Professional ratings
Review scores
| Source | Rating |
| Allmusic | Star Half star |
| The Guardian | Star |
| MTV Asia | 6/10 |

==Singles==
"Kiss Kiss" was the first single released by Valance. The single was released in April 2002 and went straight to No. 1 on the UK and Australian charts.

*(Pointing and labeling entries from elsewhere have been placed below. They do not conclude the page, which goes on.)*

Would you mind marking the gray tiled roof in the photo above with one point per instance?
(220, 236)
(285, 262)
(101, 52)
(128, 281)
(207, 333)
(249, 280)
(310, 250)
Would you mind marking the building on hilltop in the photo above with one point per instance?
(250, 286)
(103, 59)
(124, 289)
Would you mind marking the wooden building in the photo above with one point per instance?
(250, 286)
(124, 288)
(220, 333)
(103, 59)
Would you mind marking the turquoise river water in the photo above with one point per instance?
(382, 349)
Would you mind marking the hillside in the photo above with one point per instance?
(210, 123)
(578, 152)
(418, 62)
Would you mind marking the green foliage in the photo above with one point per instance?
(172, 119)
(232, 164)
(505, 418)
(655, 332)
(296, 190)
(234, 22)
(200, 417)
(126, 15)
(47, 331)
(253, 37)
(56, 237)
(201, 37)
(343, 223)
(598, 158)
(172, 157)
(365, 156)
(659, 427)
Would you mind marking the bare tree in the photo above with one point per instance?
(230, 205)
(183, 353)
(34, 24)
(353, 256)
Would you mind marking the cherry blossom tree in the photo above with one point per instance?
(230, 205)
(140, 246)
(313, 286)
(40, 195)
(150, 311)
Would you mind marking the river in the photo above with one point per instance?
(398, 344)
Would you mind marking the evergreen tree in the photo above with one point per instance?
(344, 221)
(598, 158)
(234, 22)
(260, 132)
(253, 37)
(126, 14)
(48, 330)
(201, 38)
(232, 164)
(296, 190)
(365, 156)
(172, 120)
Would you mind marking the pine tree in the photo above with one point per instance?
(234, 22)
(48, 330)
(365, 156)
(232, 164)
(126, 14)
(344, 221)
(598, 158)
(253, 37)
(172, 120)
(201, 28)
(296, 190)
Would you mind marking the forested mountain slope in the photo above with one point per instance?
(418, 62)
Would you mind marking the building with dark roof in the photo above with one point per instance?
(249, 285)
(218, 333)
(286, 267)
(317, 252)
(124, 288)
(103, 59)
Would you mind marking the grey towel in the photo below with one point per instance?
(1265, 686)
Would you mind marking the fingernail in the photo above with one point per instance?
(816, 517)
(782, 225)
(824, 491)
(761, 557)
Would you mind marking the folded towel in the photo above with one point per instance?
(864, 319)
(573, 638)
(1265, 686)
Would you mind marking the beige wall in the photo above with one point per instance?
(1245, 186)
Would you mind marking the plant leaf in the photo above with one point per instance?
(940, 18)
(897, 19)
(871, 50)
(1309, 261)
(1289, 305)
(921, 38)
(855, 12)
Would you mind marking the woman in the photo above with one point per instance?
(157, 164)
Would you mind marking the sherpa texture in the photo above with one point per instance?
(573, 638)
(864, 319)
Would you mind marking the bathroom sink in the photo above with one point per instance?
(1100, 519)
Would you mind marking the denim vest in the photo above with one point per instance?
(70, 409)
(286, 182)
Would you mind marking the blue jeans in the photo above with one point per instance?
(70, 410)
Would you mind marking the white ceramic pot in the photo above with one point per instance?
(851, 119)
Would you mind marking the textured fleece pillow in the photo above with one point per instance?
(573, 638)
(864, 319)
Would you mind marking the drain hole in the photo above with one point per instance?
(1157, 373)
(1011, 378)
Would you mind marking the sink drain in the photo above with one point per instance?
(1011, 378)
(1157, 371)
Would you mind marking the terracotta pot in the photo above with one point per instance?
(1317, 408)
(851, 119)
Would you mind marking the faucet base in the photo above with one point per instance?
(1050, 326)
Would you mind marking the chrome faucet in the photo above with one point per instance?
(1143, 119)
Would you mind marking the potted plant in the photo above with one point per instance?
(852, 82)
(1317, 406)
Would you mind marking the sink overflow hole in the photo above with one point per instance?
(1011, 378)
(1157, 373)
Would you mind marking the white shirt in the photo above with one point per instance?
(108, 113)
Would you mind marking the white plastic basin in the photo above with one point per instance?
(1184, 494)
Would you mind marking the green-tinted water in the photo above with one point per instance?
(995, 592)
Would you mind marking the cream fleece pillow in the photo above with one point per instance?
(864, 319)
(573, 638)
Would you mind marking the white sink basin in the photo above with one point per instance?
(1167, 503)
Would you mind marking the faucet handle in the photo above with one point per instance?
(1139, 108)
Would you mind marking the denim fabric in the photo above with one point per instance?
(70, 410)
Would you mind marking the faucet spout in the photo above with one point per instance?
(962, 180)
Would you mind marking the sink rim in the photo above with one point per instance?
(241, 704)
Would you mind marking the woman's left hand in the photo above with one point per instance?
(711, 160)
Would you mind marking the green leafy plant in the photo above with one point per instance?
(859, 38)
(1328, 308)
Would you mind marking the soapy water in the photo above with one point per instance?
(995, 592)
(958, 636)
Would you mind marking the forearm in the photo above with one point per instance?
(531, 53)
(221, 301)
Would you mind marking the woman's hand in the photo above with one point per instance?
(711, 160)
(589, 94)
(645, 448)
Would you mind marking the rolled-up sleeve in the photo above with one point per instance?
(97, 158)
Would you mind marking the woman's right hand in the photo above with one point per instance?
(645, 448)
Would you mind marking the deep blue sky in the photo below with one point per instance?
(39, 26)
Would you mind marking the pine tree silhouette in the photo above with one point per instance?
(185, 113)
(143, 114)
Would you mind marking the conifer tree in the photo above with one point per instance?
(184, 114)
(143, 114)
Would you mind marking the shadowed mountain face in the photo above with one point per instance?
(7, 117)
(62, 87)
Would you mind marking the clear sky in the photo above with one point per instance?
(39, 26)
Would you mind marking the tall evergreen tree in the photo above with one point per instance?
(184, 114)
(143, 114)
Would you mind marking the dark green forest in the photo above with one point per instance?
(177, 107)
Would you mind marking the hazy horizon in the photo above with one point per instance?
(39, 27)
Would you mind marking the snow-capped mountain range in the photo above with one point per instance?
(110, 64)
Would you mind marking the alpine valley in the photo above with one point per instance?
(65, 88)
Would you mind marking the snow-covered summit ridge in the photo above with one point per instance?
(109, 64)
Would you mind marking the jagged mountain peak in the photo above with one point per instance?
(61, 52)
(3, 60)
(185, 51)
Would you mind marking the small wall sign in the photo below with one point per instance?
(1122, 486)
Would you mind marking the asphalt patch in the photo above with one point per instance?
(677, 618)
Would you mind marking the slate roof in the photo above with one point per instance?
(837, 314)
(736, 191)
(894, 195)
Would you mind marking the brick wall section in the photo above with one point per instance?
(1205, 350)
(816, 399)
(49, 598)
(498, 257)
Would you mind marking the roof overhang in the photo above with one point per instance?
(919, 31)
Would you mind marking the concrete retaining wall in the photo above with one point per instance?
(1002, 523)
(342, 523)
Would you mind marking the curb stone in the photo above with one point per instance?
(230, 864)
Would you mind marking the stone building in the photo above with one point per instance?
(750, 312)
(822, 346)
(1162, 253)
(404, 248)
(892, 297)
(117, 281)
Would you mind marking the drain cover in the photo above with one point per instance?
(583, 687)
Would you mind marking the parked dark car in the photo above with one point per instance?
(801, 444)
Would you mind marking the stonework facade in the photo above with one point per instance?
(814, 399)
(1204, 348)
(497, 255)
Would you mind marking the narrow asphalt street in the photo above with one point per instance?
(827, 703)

"Down Boy" was the second single.

"Naughty Girl" was the third and final single from the album, becoming a Top 3 hit in Australia and Top 20 single in the UK. A fourth and final single, "Tuck Your Shirt In", was scheduled for release in the UK on 10 March 2003; however, the single was cancelled.

==Track listing==

Notes
- signifies additional producer

| No. | Title | Writer(s) | Producer(s) | Length |
|---|---|---|---|---|
| 1. | "Kiss Kiss" | Juliette Jaimes; Sezen Aksu; Steve Welton-Jaimes; | Darran Bennett; Welton-Jaimes^{[a]}; | 3:25 |
| 2. | "Tuck Your Shirt In" | Joakim "Jock-E" Björklund; Savan Kotecha; | Nellee Hooper | 3:19 |
| 3. | "Down Boy" | Rob Davis | Hooper | 3:26 |
| 4. | "City Ain't Big Enough" | Joe Belmaati; Mich Hansen; Remee; | Cutfather; Joe; | 3:38 |
| 5. | "Cocktails and Parties" | Tom Nichols; Johnson Somerset; | Cutfather; Joe; | 4:02 |
| 6. | "Whoop" | Ben Chapman; Jimmy Hogarth; Karen Poole; | Padley; Godfrey; | 3:24 |
| 7. | "Hush Now" | Felix Howard; Nina Woodford; Fredrik Ödesj; | Fredro | 3:33 |
| 8. | "All in the Mind" | Fiona Gordon; Gerard Saunders; | Hooper | 3:47 |
| 9. | "Harder They Come" | Rob Davis; Holly Valance; | Padley; Godfrey; | 3:38 |
| 10. | "Help Me Help You" | David Munday; Phil Thornalley; Melanie Chisholm; | Thornalley; Anders Kallmark^{[a]}; | 3:36 |
| 11. | "Naughty Girl" | Grant Black; Cozi Costi; Deborah Ffrench; Taliaferro; | Thornalley; Anders Kallmark^{[a]}; | 3:23 |
| 12. | "Connect" | Julian Gallagher; Nichols; Richard Stannard; | Gallagher; Stannard; | 3:10 |
| 13. | "Send My Best" | Tina Dickow; Valance; | Boo Dan | 4:25 |

Japan and digital re-release bonus track
| No. | Title | Writer(s) | Producer | Length |
|---|---|---|---|---|
| 14. | "Twist" | Henrik Korpi; Mathias Johansson; Nichols; | Korpi & Blackcell | 3:46 |

North American digital release bonus tracks
| No. | Title | Length |
|---|---|---|
| 14. | "Kiss Kiss" (Wise Buddah Remix) | 3:26 |
| 15. | "Kiss Kiss" (Jah Wobble Remix) | 5:17 |
| 16. | "Kiss Kiss" (Agent Sumo 2 Mix) | 7:43 |

==Personnel==

- Josh Abrahams – vocal producer, vocal recording
- James Banbury – programming
- Joe Belmaati – keyboards, programming
- Yak Bondy – programming
- Helen Boulding – background vocals
- Paul Brady – mixing assistant
- Pete Craigie – mixing
- Rob Davis – guitar
- Matthew Donaldson – photography
- Niklas Flyckt – mixing
- Marc Fox – percussion
- Julian Gallagher – programming, multi instruments, producer
- Jem Godfrey – arranger, programming, multi instruments, producer, mixing
- Nellee Hooper – producer, mixing
- Mark Jaimes – guitar
- Henrik Jonback – guitar
- Anders Kallmark – producer
- Katrina Leskanich – background vocals
- David Munday – guitar, keyboards
- Sharon Murphy – background vocals
- Jonas Ostman – mixing assistant
- Bill Padley – arranger, programming, multi instruments, producer, mixing
- Martin Phillipps – keyboards, programming
- Karen Ann Poole – background vocals
- Johnny Rockstar – beats
- Ian Rossiter – assistant engineer
- Richard Stannard – drums, producer, beatboxing
- Fredro Starr – arranger, keyboards, producer
- Alvin Sweeney – programming, engineer, mixing
- Phil Thornalley – guitar, producer
- Justin Tresidder – vocal producer
- Steve Welton-Jaimes – producer
- Nina Woodford – background vocals

==Charts==

===Weekly charts===

| Chart (2002) | Peak position |
|---|---|
| Australian Albums (ARIA) | 15 |
| Japan (Oricon) | 19 |
| UK Albums (OCC) | 9 |

===Year-end charts===

| Chart (2002) | Position |
|---|---|
| UK Albums (OCC) | 127 |

==Certifications==

| Region | Certification | Certified units/sales |
| Japan (RIAJ) | Gold | 100,000^{^} |
| United Kingdom (BPI) | Gold | 100,000^{^} |
^{^} Shipments figures based on certification alone.